In Congressional 6 (Western MD), naturally all hands should turn out for pro-gun incumbent Roscoe Bartlett. He faces no serious threat, but let’s not take chances. He remains deserving of our stongest support. Give it!
In Congressional 4 (gerrymandered central MD district), long-time incumbent Al Wynn’s reign may be coming to a close. Or not, depending on what pundit you ask. He just barely dodged the bullet in 2006, as Donna Edwards’ bid in the Dem primary surprised everyone with a strong challenge. This year she’s mounting a stronger campaign, with more funding and experience. The flip side is that Wynn’s earlier near-death experience clearly inspired him to two hard years of working in his district to reinforce his defenses. Normally we’d recommend that all hands vote for the challenger against an anti-gunner, but it isn’t clear that Edwards wouldn’t be a lot worse. Don’t spend here, but pull for Wynn, let us know you did, and maybe he can be reminded at a suitable moment that gunowners saved his hide.
Congressional 1 (chiefly eastern shore) gives us an interesting GOP primary. Wayne Gilchrest is a representative whose constituent service and bond with his base kept him the incumbent for years. Long-time readers also know it was his position on some gun legislation years ago that kept us backing his challengers – unsuccessfully. In recent years we’ve worked hard to persuade Gilchrest on the merits of our positions, and with some success. From an engineering perspective, this made sense, since it is far cheaper to persuade rather than replace an incumbent.
And so it was with mixed feelings that we learned that Gilchrest would be challenged by Andy Harris, presently the state senator for District 7 (parts of Baltimore and Harford Counties.) In 1998 Harris was our candidate to take out the anti-gun incumbent there, and indeed gunowners made the difference in that race (as in each race since.)
If Harris had been our guy, then why mixed feelings? Andy has shown us he lacks what it takes to faithfully work with the community or put the interests of our cause first. He has voted pro-gun in the General Assembly and we do not foresee this changing. But stewardship is more than just votes, and he has demagogued guns to the community’s detriment, apparently to serve partisan needs.
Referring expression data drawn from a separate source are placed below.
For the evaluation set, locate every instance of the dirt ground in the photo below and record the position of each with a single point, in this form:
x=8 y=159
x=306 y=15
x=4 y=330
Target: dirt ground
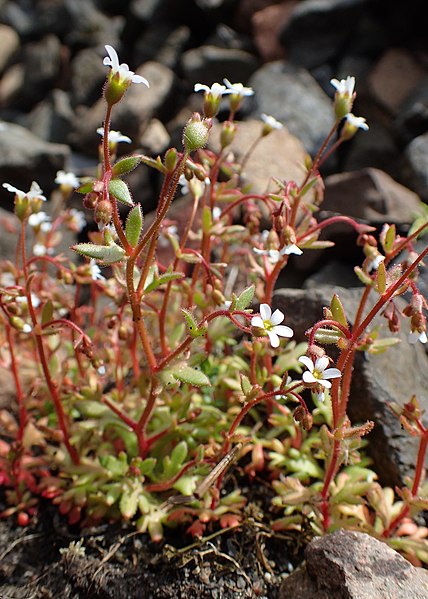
x=117 y=563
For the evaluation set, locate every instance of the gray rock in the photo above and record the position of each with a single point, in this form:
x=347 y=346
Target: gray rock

When gun advocates worked hard to avoid bruising legislative fights we could not win in Annapolis, we have watched the Harris operation fan flames of controversy behind the scenes trying to precipitate confrontation. (One staff member expressed to us the theory that a semi-auto ban enacted just before elections would be good for mobilizing gunowners to help the GOP smite Democrats.) Harris declined to push pro-gun tactics for fear of exposing the Ehrlich administration as weak on gun issues, yet in the 2006 election he needlessly picked a fight with the NRA for having endorsed pro-gun Democrats in other districts.
We appreciate Harris’ senate vote, but not his partisanship. His actions make clear that he thinks issue groups owe him, not the other way around. Harris may grow into the job, and if so we’ll cheerfully work with him in Annapolis, but until he gives the cause its due, we’d rather advance someone else to Congress.
So … Gilchrest or Harris? Our decision got easier when EJ Pipkin recently entered the race. In 2002 we backed EJ against an incumbent member of Senate leadership, Walter Baker, who had made one too many deals to enable gun control. We have never regretted that endorsement. EJ won and has worked with us ever since. His door is always open to a constituent, and he has been our go-to Senator on a host of issues, not least of which range protection. He lives on the Eastern shore he has represented in the Senate, and understands locals’ needs (especially when it comes to the bay.) We give EJ Pipkin our strongest endorsement for Congress in District 1.
No senators’ terms are up this year, and the remaining Congressional races aren’t really races. (Some incumbents don’t have even token opposition in the primary, and the rest have no credible opposition in the general.)
Right now it looks like Maryland will be largely irrelevant in the Presidential primary. The unprecedented schedule may have our primary earlier than ever, but we’re still way back in the pack. The shakeout may take place not long after you receive this month’s Tripwire. On one side you have your choice of domestic enemies of the Constitution and Bill of Rights. On the other you have either weak candidates who are strong on guns or strong candidates who are weak on guns. In Presidential races, save your money and energy to when it can make a difference in the future.